On Tue, Nov 26, 2019 at 10:56:33AM +0000, Dean Rasheed wrote:
>On Sun, 24 Nov 2019 at 23:40, Tomas Vondra <tomas.vondra@2ndquadrant.com> wrote:
>>
>> Hi,
>>
>> Attached are two patched, related to this bug report.
>>
>>
>> 0001 - Fix choose_best_statistics to check clauses individually
>> ---------------------------------------------------------------
>>
>> This modifies the choose_best_statistics function to properly check
>> which clauses are actually covered by each statistic object, and only
>> use attnums from those.
>>
>> The patch ended up pretty small, because we already have all the
>> necessary info (per-clause attnums) precalculated. Which means this
>> should not be much more expensive than before.
>>
>> The main drawback is that this does change signature of a function
>> defined in statistics.h - we have to pass more info (per-clause bitmaps
>> and info which clauses are already estimated).

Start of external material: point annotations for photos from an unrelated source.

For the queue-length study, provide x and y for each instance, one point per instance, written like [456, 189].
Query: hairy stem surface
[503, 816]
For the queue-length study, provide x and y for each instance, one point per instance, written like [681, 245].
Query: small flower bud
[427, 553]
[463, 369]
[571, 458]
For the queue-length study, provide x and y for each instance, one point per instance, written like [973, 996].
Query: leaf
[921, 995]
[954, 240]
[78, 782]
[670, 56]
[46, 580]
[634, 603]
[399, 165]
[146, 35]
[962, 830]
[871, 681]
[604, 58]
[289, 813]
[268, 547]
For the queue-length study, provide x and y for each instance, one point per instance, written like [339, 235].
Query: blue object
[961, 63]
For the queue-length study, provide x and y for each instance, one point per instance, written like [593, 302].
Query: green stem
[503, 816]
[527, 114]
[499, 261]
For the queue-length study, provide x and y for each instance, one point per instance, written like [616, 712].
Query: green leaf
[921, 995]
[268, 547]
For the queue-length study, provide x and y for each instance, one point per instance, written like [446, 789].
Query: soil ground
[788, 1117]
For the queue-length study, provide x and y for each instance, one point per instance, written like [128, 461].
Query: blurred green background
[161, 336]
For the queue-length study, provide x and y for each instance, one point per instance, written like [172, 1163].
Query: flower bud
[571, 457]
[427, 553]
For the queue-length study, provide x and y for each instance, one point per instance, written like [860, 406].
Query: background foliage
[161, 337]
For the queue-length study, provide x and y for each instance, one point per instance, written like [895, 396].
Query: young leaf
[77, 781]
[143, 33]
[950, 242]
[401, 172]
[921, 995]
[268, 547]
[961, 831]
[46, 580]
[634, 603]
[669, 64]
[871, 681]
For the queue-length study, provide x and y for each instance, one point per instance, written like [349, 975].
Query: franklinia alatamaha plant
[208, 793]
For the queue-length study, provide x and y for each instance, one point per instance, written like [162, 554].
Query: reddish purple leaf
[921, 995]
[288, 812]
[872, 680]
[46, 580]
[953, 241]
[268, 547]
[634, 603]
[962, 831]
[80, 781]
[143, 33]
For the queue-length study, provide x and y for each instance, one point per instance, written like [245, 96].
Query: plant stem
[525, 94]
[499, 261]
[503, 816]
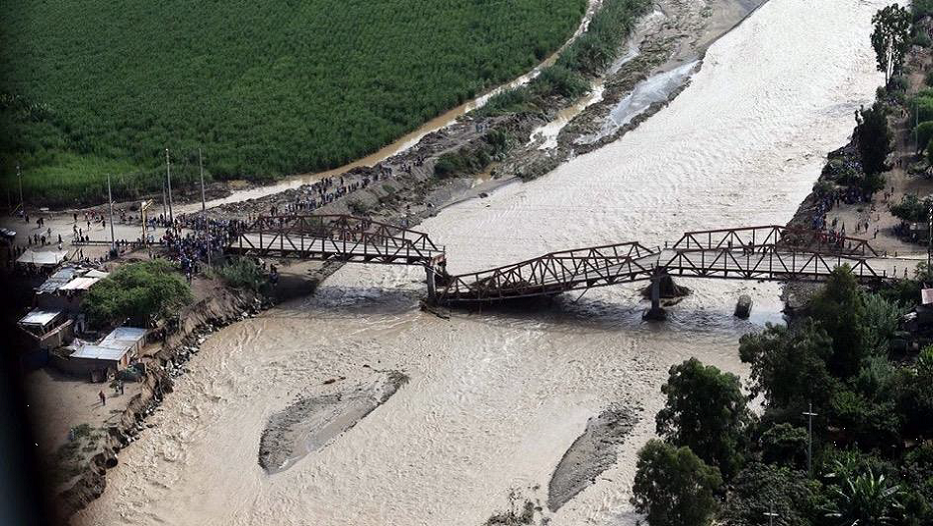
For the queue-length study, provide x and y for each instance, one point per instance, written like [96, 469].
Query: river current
[494, 399]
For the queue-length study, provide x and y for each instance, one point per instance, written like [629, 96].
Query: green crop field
[265, 88]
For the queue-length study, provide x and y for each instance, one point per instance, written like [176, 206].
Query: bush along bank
[845, 369]
[181, 342]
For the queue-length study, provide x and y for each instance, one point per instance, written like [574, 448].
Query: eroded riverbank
[496, 399]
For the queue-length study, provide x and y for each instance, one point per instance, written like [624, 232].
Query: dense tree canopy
[138, 292]
[706, 411]
[674, 487]
[891, 38]
[789, 365]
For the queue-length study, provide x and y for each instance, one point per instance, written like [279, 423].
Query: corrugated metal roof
[79, 284]
[124, 336]
[39, 317]
[57, 280]
[96, 352]
[43, 258]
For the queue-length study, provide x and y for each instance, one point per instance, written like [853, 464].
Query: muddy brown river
[495, 399]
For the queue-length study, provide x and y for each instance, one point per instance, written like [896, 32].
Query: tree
[706, 411]
[139, 291]
[786, 445]
[789, 365]
[839, 308]
[880, 320]
[891, 39]
[673, 487]
[873, 138]
[865, 499]
[923, 133]
[761, 488]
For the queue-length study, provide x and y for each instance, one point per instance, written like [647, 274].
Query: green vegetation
[912, 208]
[70, 459]
[673, 487]
[706, 411]
[140, 292]
[242, 273]
[266, 88]
[587, 56]
[872, 442]
[472, 161]
[891, 39]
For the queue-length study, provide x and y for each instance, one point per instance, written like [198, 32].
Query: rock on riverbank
[592, 453]
[311, 422]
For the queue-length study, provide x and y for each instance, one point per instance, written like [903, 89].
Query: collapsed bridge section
[772, 253]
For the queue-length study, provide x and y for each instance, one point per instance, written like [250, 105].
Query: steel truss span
[773, 253]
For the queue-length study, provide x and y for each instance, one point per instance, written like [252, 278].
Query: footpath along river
[494, 400]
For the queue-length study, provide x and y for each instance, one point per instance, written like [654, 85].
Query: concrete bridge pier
[656, 312]
[432, 283]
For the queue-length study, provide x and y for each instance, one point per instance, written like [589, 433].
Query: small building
[47, 328]
[114, 353]
[65, 289]
[44, 259]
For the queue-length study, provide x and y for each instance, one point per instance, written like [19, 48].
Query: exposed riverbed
[495, 399]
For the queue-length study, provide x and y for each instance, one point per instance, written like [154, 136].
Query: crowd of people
[206, 237]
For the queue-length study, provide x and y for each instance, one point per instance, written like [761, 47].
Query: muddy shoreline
[312, 421]
[413, 194]
[195, 323]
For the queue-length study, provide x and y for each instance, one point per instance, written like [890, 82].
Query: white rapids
[495, 399]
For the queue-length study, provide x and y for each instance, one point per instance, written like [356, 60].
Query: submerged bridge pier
[656, 312]
[769, 253]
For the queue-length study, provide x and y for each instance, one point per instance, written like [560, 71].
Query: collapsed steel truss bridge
[773, 253]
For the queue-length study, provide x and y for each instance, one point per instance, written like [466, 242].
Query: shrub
[788, 365]
[921, 8]
[912, 209]
[923, 133]
[839, 308]
[921, 39]
[786, 445]
[874, 137]
[866, 422]
[560, 81]
[759, 489]
[141, 291]
[242, 273]
[673, 487]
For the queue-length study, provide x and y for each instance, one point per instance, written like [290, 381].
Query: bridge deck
[772, 253]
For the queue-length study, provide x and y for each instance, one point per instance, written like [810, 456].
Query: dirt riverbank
[161, 368]
[413, 192]
[405, 186]
[595, 451]
[875, 213]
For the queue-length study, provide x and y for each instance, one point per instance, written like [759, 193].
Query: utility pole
[207, 230]
[770, 514]
[22, 204]
[930, 238]
[113, 238]
[142, 210]
[168, 179]
[810, 414]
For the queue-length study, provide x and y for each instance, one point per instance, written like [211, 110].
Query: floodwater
[406, 141]
[657, 88]
[495, 398]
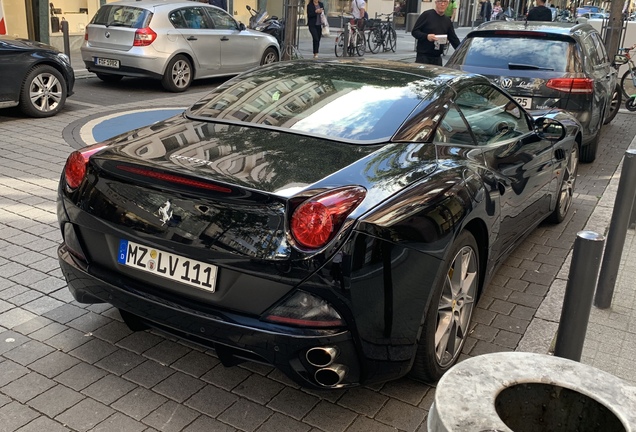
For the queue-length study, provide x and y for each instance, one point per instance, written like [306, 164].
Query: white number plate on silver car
[524, 102]
[107, 63]
[168, 265]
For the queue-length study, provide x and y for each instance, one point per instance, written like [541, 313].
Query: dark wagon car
[275, 223]
[545, 65]
[35, 77]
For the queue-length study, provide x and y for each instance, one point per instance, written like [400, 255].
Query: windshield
[519, 53]
[335, 101]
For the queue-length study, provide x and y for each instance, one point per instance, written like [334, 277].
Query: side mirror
[620, 59]
[549, 129]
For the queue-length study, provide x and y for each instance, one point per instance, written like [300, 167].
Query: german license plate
[524, 102]
[168, 265]
[107, 63]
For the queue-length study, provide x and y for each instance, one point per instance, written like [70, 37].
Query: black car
[35, 77]
[544, 65]
[336, 220]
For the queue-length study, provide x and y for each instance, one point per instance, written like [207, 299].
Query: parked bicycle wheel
[391, 39]
[340, 45]
[375, 40]
[627, 83]
[361, 44]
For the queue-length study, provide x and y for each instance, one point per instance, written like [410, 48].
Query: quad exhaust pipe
[321, 356]
[330, 376]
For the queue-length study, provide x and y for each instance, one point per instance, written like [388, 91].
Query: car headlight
[64, 58]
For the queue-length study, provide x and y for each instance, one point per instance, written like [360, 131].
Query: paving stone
[195, 363]
[211, 400]
[258, 388]
[330, 417]
[245, 415]
[27, 387]
[93, 350]
[53, 364]
[28, 352]
[55, 400]
[85, 415]
[139, 403]
[166, 352]
[149, 374]
[15, 415]
[120, 361]
[119, 422]
[293, 403]
[401, 415]
[80, 376]
[108, 389]
[171, 417]
[41, 424]
[179, 386]
[207, 424]
[363, 401]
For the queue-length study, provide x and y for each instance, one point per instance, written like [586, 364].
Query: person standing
[429, 25]
[539, 12]
[315, 9]
[451, 10]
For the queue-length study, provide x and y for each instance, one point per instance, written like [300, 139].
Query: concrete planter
[525, 392]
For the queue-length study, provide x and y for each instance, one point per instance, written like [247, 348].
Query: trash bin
[526, 392]
[410, 21]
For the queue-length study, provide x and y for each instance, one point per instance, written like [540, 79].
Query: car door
[203, 40]
[239, 49]
[598, 67]
[520, 164]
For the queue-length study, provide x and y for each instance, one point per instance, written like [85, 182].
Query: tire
[269, 56]
[435, 355]
[43, 92]
[566, 191]
[391, 41]
[615, 104]
[178, 75]
[339, 48]
[109, 77]
[374, 41]
[627, 84]
[361, 44]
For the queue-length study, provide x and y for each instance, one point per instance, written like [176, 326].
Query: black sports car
[334, 219]
[35, 77]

Which means ABI break.
>>
>> I'm not sure how likely it is that external code is calling this
>> function, but the probability is non-zero. So maybe even if the patch is
>> fairly small, in backbranches we should use the simple fix with just
>> returning if the list is NIL.
>>
>
>On a quick read-through that algorithm makes a lot more sense. It
>seems pretty unlikely that anyone would be using
>choose_best_statistics() anywhere else, so I think maybe it's fine to
>change that in back-branches.
>
>A couple of comments:
>
>1). I think you should pass estimatedClauses to
>choose_best_statistics() as a pure input parameter (i.e., remove one
>"*"), since it doesn't (and must not) modify that set.
Yeah, good point.
>In fact, on closer inspection, I don't think you need to pass it to
>choose_best_statistics() at all, since its callers already check
>clauses against estimatedClauses. Therefore, in
>choose_best_statistics(), incompatible and already-estimated clauses
>both appear the same (as NULL/empty attribute sets), and therefore the
>estimatedClauses check will never be tripped.
>
Right, but I'm thinking about the patch that allows applying multiple
statistics. With that applied, this changes to a while loop - and we'll
either have to rebuild the list_attnums or pass the bitmap.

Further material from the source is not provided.